American wine critic

Kevin Zraly is an American wine educator and the founder of the Windows on the World Wine School, who has been described as America's most famous and entertaining wine teacher.

==Career==
Between 1976 and 2001, Zraly held the position of wine director for the Windows on the World restaurant, on the top floors of New York's 1 WTC World Trade Center, America's top-grossing restaurant. Zraly was hired by Joe Baum whilst a 25-year-old wine salesman and self-educated oenophile with a bachelor's degree in education from State University of New York at New Paltz, and is since credited with introducing California wine to the American public, as well as helping to pioneer the use of progressive markup on wine in US restaurants. After the collapse of the World Trade Center in the September 11 attacks, the school relocated to the New York Marriott Marquis.

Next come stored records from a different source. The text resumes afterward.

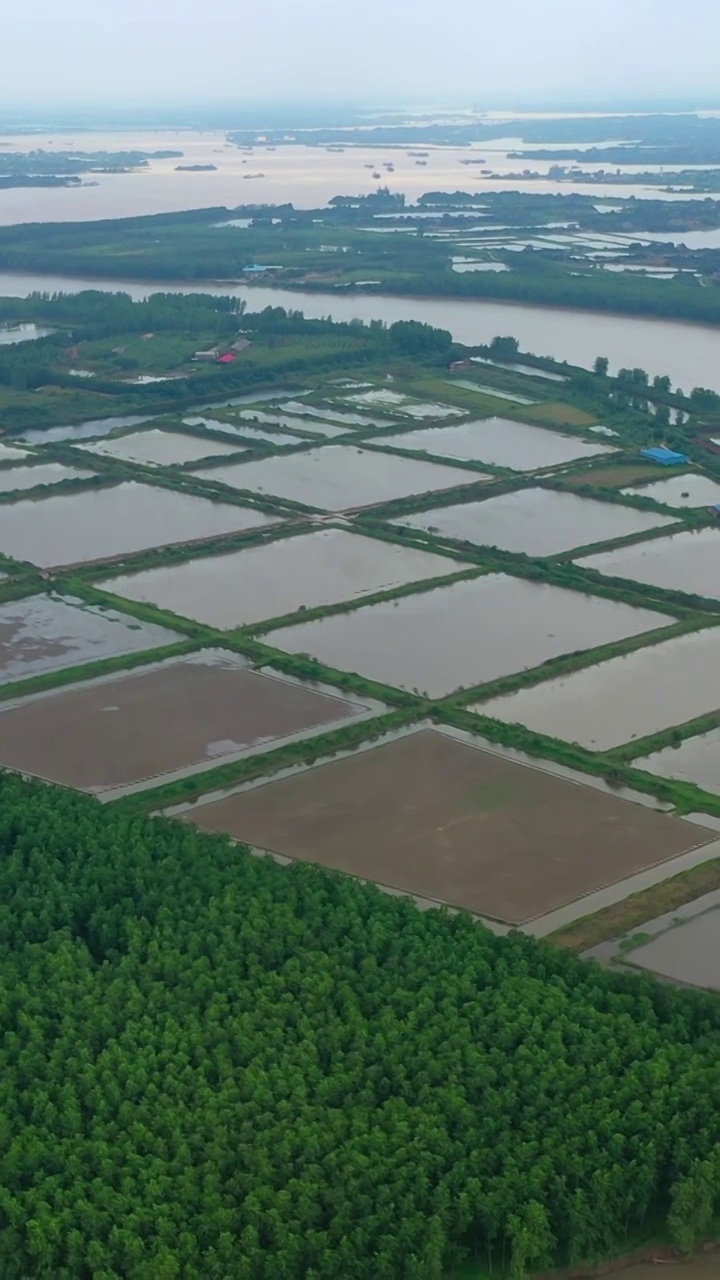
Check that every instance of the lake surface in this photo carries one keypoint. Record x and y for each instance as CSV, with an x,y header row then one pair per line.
x,y
536,521
623,698
27,478
49,632
682,562
71,529
688,490
499,442
338,478
687,352
160,448
311,570
697,759
10,334
465,634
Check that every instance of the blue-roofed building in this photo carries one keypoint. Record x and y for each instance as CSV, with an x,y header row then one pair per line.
x,y
665,457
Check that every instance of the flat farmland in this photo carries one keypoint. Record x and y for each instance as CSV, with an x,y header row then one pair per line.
x,y
100,524
340,478
680,562
168,717
536,521
159,448
261,583
446,821
464,634
499,442
50,632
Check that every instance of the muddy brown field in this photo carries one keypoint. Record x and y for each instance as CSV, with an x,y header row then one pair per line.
x,y
154,721
441,819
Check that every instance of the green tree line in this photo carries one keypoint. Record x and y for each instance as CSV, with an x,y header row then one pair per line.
x,y
217,1066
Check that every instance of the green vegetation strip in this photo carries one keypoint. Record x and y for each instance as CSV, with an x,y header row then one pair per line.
x,y
613,922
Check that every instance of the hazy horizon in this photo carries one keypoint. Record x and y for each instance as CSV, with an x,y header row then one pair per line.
x,y
232,54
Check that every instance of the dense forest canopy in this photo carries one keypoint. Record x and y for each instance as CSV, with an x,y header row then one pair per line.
x,y
218,1066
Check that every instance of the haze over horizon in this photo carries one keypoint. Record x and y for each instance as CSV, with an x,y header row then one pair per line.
x,y
391,51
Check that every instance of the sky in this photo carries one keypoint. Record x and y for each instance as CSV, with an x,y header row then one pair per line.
x,y
376,51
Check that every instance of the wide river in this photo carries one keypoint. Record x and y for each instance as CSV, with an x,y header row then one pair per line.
x,y
687,352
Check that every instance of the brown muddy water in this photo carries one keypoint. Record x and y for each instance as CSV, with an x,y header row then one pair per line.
x,y
500,443
259,583
682,562
27,478
537,521
338,478
69,529
465,634
624,698
160,448
48,632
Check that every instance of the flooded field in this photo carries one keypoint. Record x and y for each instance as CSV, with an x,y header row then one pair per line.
x,y
85,430
28,476
168,717
682,562
446,821
160,448
465,634
537,521
12,453
689,490
624,698
499,442
49,632
697,759
311,570
251,433
71,529
338,478
689,954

Zraly's book Windows on the World Complete Wine Course with its annual updates, is among America's best-selling wine books selling over 3 million copies worldwide. Kevin Zraly's American Wine Guide (2006) is the first book that deals comprehensively with all 50 states as modern wine-producing states. Kevin's latest book, The Ultimate Wine Companion, was released in November 2010.

==Awards and honors==
In May 2011, Zraly was awarded the James Beard Lifetime Achievement Award.